I'm also trying to debug this ATM with my limited context... I'm attaching the jars with java -cp "${spark_dir}/jars/*" metabase.jar
and my hive metastore jar seems to have the thing it's saying is not there...
jar tf hive-metastore-1.2.1.spark2.jar | grep "org/apache/hadoop/hive/metastore/api/MetaException"

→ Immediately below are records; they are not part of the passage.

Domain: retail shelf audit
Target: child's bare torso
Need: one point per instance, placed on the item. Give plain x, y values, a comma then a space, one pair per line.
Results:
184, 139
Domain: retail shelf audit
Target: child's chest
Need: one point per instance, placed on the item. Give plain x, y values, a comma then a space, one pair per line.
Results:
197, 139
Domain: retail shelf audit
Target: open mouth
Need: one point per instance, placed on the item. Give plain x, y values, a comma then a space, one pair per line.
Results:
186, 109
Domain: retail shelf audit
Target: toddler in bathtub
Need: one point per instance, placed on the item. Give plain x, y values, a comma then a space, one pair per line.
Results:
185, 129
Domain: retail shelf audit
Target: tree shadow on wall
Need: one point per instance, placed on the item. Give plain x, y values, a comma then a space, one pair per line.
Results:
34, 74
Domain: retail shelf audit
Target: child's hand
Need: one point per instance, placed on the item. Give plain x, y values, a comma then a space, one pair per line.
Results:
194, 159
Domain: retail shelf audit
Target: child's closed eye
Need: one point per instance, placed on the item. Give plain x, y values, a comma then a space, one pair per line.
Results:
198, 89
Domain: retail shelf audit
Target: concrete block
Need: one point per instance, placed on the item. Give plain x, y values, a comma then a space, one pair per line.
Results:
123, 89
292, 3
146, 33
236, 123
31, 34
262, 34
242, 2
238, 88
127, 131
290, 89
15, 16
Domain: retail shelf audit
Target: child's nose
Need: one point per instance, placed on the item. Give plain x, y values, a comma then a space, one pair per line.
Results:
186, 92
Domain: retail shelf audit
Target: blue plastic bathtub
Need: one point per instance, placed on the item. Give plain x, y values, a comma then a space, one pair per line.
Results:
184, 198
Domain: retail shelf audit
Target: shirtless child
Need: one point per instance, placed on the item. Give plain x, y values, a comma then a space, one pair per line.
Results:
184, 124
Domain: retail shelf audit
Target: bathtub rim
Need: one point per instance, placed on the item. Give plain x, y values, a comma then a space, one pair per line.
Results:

org/apache/hadoop/hive/metastore/api/MetaException$1.class
org/apache/hadoop/hive/metastore/api/MetaException$_Fields.class
org/apache/hadoop/hive/metastore/api/MetaException$MetaExceptionStandardScheme.class
org/apache/hadoop/hive/metastore/api/MetaException$MetaExceptionStandardSchemeFactory.class
org/apache/hadoop/hive/metastore/api/MetaException$MetaExceptionTupleScheme.class
org/apache/hadoop/hive/metastore/api/MetaException$MetaExceptionTupleSchemeFactory.class
org/apache/hadoop/hive/metastore/api/MetaException.class
@camsaul looks like hadoop-common is missing from project.clj, can you try
including it?
On Thu, May 3, 2018, 02:32 Cam Saul notifications@github.com wrote:
Discourse discussion is here
http://discourse.metabase.com/t/connecting-to-local-spark/3444@wjoel https://github.com/wjoel have you ever seen the
java.lang.NoClassDefFoundError: org/apache/hadoop/conf/Configuration
error before?
Not sure what dependency we're missing. Apparently it doesn't happen in
the build you did from a while back—
You are receiving this because you were mentioned.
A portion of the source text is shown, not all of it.